Korman Communities, operator of the luxury AKA extended-stay hotels, is appealing a decision by the City of West Hollywood that it is violating the law by renting rooms in the eight-story west tower of at 8500 Sunset Blvd. for short-term corporate stays.
The appeal will be heard next Thursday by the West Hollywood Planning Commission and has drawn objections from a number of local hotel owners and operators.
John Keho, the city’s interim director of planning and development services, issued a ruling in November of last year that Korman was using the 110 units for “temporary lodging,” effectively making it a hotel. Those units, part of a project by the CIM Group, initially were intended to be condominiums, as were the 80 units in the adjacent east tower.
When Korman and the Brookfield Properties Group bought the east and west towers from CIM last summer, they announced that all 190 units would be used for short-term corporate rentals. Korman operates 11 other luxury short-term rental properties, including one in Beverly Hills. Korman quickly backtracked on that plan when it discovered that city law bans such short-term corporate rentals in West Hollywood. On July 10 of last year, Korman announced that it would lease the 80 units in the east tower as unfurnished apartments with a minimum one-year lease and rent the furnished 110 units in the west tower for stays of 30 or more days — an apparent effort to avoid violating the city law against short-term rentals. Those rentals began in January. Currently, rents for a 31-day stay range from $270 a night ($8,370 for 31 days) for a “studio,” which is a fully furnished, one-bedroom unit with a kitchen, to $650 a night ($20,150 for 31 days) for a “two bedroom premium suite.” That 1,260-square-foot unit includes a kitchen along with a washer and dryer and two “spa-like baths.”
Research by the city’s Planning and Development Services Department turned up evidence online that AKA was promoting the West Hollywood building as a hotel and that websites offered users an option to “reserve” a unit, a term typically use to make a hotel room reservation. In a report to the Planning Commission, the department also noted that information found online promotes the building as “a smart way to travel for two weeks or longer” and says the rooms can be rented online at the AKA West Hollywood website, https://www.stayaka.com/aka-west-hollywood. Such online rentals are not typical for apartments, where a tenant usually has to go through a more rigorous application process, including a credit check. The AKA West Hollywood website currently does not accept reservations for stays of fewer than 31 days.
That and other evidence led to KeHo’s decision that Korman was operating a hotel and not necessarily renting the units for long term stays. City officials speaking off the record also have noted that a rental of 31 days or more can be cancelled by the renter after a shorter stay, effectively making the unit a short-term rental. Keho’s decision was that Korman is in violation of the development agreement that CIM Group had reached with the city and the required environmental impact statement, which didn’t anticipate short-term rentals.

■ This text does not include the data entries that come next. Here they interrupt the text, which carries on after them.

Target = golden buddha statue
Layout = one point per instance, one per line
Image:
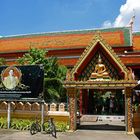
(100, 72)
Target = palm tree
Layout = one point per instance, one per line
(54, 73)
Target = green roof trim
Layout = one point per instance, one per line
(125, 30)
(136, 33)
(67, 32)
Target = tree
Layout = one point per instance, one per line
(2, 61)
(54, 73)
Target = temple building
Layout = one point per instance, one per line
(104, 67)
(69, 45)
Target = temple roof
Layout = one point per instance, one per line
(136, 41)
(116, 37)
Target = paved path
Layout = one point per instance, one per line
(78, 135)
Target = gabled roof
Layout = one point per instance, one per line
(136, 41)
(90, 52)
(116, 37)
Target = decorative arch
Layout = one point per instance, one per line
(86, 63)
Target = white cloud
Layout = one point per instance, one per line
(107, 24)
(126, 12)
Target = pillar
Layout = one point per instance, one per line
(128, 109)
(81, 102)
(86, 101)
(72, 107)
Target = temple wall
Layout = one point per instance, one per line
(136, 121)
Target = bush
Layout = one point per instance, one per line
(25, 124)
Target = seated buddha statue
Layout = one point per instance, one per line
(99, 71)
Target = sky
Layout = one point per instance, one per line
(36, 16)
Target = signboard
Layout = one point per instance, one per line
(21, 81)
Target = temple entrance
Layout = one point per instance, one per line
(103, 102)
(99, 77)
(102, 109)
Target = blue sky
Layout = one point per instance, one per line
(35, 16)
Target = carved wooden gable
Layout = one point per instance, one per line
(86, 64)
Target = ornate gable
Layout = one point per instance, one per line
(86, 64)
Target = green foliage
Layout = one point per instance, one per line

The Planning Commission has received emails and letters from managers of most of its major hotels supporting Keho’s decision and asking that Korman’s appeal be denied. Those hotels include the Ramada Plaza Hotel, the London West Hollywood, the Chamberlain West Hollywood, Le Montrose Suite, Petit Ermitage, the Andaz West Hollywood, the Jeremy, the Mondrian LA, the Standard Hollywood and the Sunset Marquis.
“The city has more than 1,000 new hotel rooms that have either opened, are under construction or in planning, more than doubling the current inventory of rooms and more new hotel rooms are being opened in Los Angeles than in any other city in the United States,” said Rod Gruendyke, vice president of the Sunset Marquis. “Aside from the clear legal impediments of their strategy, AKA should not be permitted to shift the balance in the city from residential to transient use for a brand new residential project they purchased knowing full well both the the permitted (and unpermitted) uses for the site.”
Norbert Relecker, the general manager of the Mondrian and chair of the Visit West Hollywood board of directors, noted that the REV Par index (revenue per available room) for area hotels has declined 5.7% compared to that in neighboring communities. “We do not need to place more strain on the hotel economy than there is already,” Relecker said. “Our Visit West Hollywood organization is working hard on marketing our area and promote what we have to offer.”
In a letter last Fall contesting the city’s decision, Korman’s lawyer William Delvac, argued that AKA is not using the building as a hotel, saying that hotels have an average stay of three to four days compared to the minimum 31-day lease at the AKA building. He also argued that the average hotel room is 350 square feet, while the apartments at 8500 Sunset average over 1,000 square feet and that nothing in the city’s zoning code actually requires a rental agreement of more than 31 days.
The Planning Commission will consider the appeal on Thursday at its meeting at 6:30 p.m. at the City Council Chambers, 625 N. San Vicente Blvd.